Flexible Modelling of Genetic Effects on Function-Valued Traits

International Conference on Research in Computational Molecular Biology (RECOMB 2016) |

DOI

Genome-wide association studies commonly examine one trait at a time. Occasionally they examine several related traits with the hopes of increasing power; in such a setting, the traits are not generally smoothly varying in any way such as time or space. However, for function-valued traits, the trait is often smoothly-varying along the axis of interest, such as space or time. For instance, in the case of longitudinal traits like growth curves, the axis of interest is time; for spatially-varying traits such as chromatin accessibility it would be position along the genome. Although there have been efforts to perform genome-wide association studies with such function-valued traits, the statistical approaches developed for this purpose often have limitations such as requiring the trait to behave linearly in time or space, or constraining the genetic effect itself to be constant or linear in time.
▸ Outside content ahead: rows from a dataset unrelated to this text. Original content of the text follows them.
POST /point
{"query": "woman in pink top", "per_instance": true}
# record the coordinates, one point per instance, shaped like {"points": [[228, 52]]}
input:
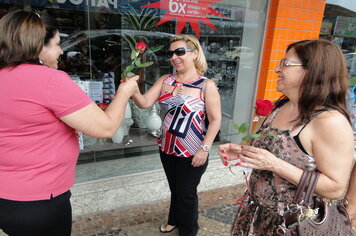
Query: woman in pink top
{"points": [[41, 108]]}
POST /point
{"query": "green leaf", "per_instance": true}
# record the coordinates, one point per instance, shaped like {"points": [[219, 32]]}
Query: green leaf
{"points": [[138, 62], [243, 128], [130, 40], [235, 126], [129, 68], [148, 63], [253, 136], [133, 54], [246, 138]]}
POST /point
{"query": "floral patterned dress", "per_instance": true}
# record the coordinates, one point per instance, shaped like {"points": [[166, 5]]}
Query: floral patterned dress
{"points": [[269, 193]]}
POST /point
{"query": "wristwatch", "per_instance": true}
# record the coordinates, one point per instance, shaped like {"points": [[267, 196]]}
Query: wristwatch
{"points": [[205, 148]]}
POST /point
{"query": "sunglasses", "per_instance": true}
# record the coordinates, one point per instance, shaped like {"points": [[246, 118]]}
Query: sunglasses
{"points": [[285, 63], [179, 52]]}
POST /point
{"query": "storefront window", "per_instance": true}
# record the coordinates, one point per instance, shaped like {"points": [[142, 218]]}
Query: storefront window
{"points": [[96, 36]]}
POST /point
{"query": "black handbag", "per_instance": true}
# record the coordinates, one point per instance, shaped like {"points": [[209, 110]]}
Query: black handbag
{"points": [[310, 215]]}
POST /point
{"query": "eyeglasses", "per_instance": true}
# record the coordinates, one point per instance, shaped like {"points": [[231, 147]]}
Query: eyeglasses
{"points": [[179, 52], [285, 62]]}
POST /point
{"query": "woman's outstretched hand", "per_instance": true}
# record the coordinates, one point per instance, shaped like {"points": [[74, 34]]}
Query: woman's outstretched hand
{"points": [[229, 152], [129, 86], [246, 156]]}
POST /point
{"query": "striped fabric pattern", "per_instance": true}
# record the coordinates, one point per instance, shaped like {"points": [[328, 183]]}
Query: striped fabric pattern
{"points": [[184, 118]]}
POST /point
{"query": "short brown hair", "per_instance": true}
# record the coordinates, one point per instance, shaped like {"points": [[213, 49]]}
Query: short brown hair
{"points": [[325, 82], [22, 38], [193, 42]]}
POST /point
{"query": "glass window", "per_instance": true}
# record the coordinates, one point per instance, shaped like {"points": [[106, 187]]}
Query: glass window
{"points": [[97, 36]]}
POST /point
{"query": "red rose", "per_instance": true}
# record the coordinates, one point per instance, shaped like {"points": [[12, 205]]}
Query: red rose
{"points": [[140, 46], [263, 107]]}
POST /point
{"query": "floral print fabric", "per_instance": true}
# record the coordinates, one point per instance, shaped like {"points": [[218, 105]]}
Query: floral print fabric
{"points": [[270, 193]]}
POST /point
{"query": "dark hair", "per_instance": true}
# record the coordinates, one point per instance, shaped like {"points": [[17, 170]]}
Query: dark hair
{"points": [[22, 38], [325, 81], [51, 26]]}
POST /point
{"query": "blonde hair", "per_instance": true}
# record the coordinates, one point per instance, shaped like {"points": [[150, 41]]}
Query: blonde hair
{"points": [[193, 42]]}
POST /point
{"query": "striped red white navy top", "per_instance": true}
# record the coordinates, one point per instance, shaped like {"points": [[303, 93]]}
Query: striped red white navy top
{"points": [[184, 117]]}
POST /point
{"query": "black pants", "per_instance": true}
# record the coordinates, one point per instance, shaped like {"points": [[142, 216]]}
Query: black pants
{"points": [[52, 217], [183, 181]]}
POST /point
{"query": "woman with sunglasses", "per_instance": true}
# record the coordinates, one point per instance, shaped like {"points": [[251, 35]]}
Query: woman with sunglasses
{"points": [[189, 101], [312, 131]]}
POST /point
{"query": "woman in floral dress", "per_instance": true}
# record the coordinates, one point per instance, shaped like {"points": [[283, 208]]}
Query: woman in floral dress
{"points": [[311, 128]]}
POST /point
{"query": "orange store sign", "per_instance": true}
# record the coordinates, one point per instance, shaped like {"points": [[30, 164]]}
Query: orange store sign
{"points": [[187, 11]]}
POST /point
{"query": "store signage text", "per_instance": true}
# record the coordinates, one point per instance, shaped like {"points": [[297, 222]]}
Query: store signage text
{"points": [[92, 3], [187, 11]]}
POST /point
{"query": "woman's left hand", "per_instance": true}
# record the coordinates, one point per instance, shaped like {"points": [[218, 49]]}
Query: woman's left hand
{"points": [[257, 158], [199, 158]]}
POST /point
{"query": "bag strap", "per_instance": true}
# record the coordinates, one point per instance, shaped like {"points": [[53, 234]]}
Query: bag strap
{"points": [[307, 185]]}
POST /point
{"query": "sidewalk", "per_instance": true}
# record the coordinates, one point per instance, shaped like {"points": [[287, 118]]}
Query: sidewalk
{"points": [[216, 212]]}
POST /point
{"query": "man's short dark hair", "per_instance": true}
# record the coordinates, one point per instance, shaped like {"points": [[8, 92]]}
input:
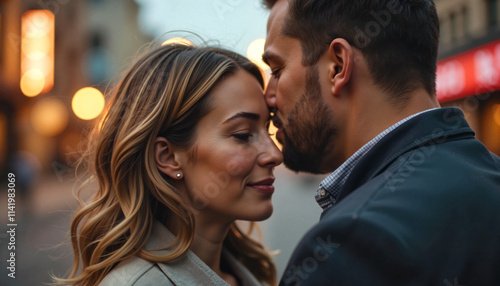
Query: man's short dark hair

Herein, we present a flexible model for this problem—the Partitioned Gaussian Process—which removes many such limitations and is especially effective as the number of time points increases. The theoretical basis of this model provides machinery for handling missing and unaligned function values such as would occur when not all individuals are measured at the same time points. Further, we make use of algebraic re-factorizations to substantially reduce the time complexity of our model beyond the naive implementation. Finally, we apply our approach and several others to synthetic data before closing with some directions for improved modelling and statistical testing.